Persia had long been a Soviet target; not only did it possess reserves of oil the Soviets did not want falling into Allied hands, it contained the port of Bandar Abbas at the mouth of the Persian Gulf, a crucial fueling and supply stop for Soviet vessels transiting between Europe and the Pacific. There were few obstacles between the Soviets and the capture of Persia; the latter's military was weak and badly deployed, and once the Soviet armored spearhead crossed through the mountainous regions surrounding Tabriz and reached the Gulf coast, the war would be over in a matter of weeks. Twenty divisions under Zhukov and Bagramian positioned themselves on the Persian border, and on the 21st of September, war was declared.
Meanwhile, Soviet researchers had not been idle. In early September, engineers conducted the final tests of the first practical turbojet engine. It was only a matter of time before Soviet airframe design caught up. At the same time, the faculty of the Frunze Military Academy laid down major changes in overall Soviet doctrine, solidifying the procedures of Deep Operations that had, in less explicit form, guided the Soviet Armed Forces since the mid-1930s. Nikolai Kuznetsov began a similar project soon after, codifying Soviet naval tactics.
The war with Persia began with an attack by six infantry divisions into the Rasht region, opposed by one Persian division which fled after taking five hundred casualties, though not before inflicting the same number on the advancing Soviet forces. The main armored thrust targeted Tabriz, but was greatly slowed by roads worse than anticipated. Zhukov's army group would spend nearly half of the time it required for the operation bogged down in northern Persia.

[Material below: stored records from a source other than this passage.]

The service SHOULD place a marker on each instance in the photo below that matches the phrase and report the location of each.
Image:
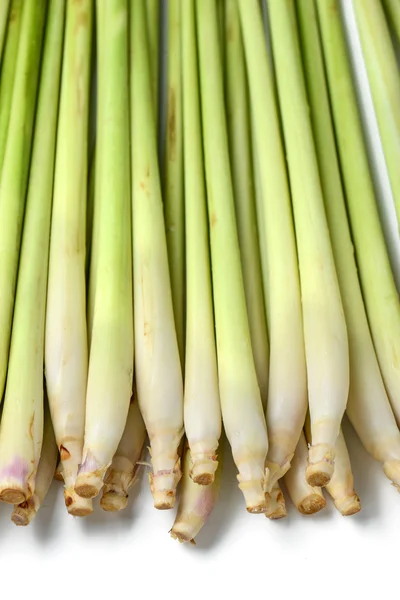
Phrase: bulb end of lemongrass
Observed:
(58, 474)
(22, 516)
(321, 465)
(311, 504)
(348, 505)
(13, 495)
(276, 506)
(88, 485)
(77, 506)
(391, 468)
(112, 501)
(277, 471)
(182, 533)
(254, 496)
(203, 465)
(23, 513)
(163, 486)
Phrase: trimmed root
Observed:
(113, 501)
(348, 505)
(311, 504)
(276, 507)
(277, 471)
(88, 485)
(179, 532)
(391, 468)
(163, 486)
(77, 506)
(12, 496)
(203, 468)
(321, 465)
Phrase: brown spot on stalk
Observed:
(31, 425)
(64, 453)
(172, 123)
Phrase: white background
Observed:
(237, 554)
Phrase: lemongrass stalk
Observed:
(123, 471)
(238, 119)
(241, 404)
(276, 506)
(341, 486)
(66, 353)
(92, 245)
(325, 332)
(8, 72)
(202, 412)
(14, 174)
(21, 429)
(384, 81)
(174, 208)
(110, 374)
(158, 369)
(153, 36)
(392, 8)
(25, 512)
(196, 502)
(287, 394)
(4, 17)
(307, 499)
(90, 224)
(378, 287)
(58, 474)
(368, 406)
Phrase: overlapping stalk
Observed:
(174, 209)
(202, 413)
(24, 513)
(110, 376)
(306, 498)
(392, 8)
(341, 486)
(21, 427)
(158, 369)
(196, 502)
(241, 403)
(66, 352)
(325, 332)
(238, 120)
(368, 406)
(384, 80)
(4, 11)
(153, 23)
(124, 468)
(378, 287)
(8, 63)
(287, 394)
(14, 174)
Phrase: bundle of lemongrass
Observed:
(227, 287)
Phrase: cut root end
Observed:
(113, 502)
(203, 468)
(180, 533)
(88, 485)
(164, 499)
(76, 505)
(22, 516)
(311, 504)
(276, 507)
(391, 468)
(12, 496)
(348, 505)
(319, 474)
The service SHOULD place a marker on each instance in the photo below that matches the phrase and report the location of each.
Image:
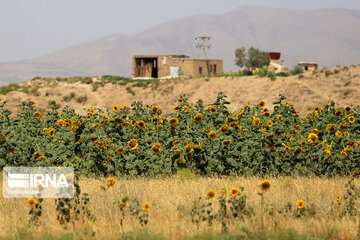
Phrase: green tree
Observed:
(252, 59)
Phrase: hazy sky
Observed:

Soon after war was declared, two Persian divisions advanced into the Soviet Central Military District, opposed by the only two divisions present there plus a corps of four obsolete Tannu Tuvan divisions on temporary loan. Persian forces made initial gains before the Soviet and allied defenders arrived only in early October. Four days after arriving in Bukhara, however, they had turned the fight around and were chasing the Persians off of Soviet soil.
The war in Persia was destined to become little more than a footnote, however; on the 18th of October, 1942, elements of the United States Marine Corps landed in the Far Eastern Military District, carried through the Sea of Japan from the Philippines; more would arrive over the course of the next week. Caught off-guard, the Soviets had only a handful of older troops protecting Vladivostok, and by the 20th, the US Marines had surrounded the city. Five Soviet infantry divisions and a handful of air wings, supplied by the merest trickle of transports from the ports north of the American invasion, faced off against five divisions of Marines, with more on the way. The Siege of Vladivostok had begun.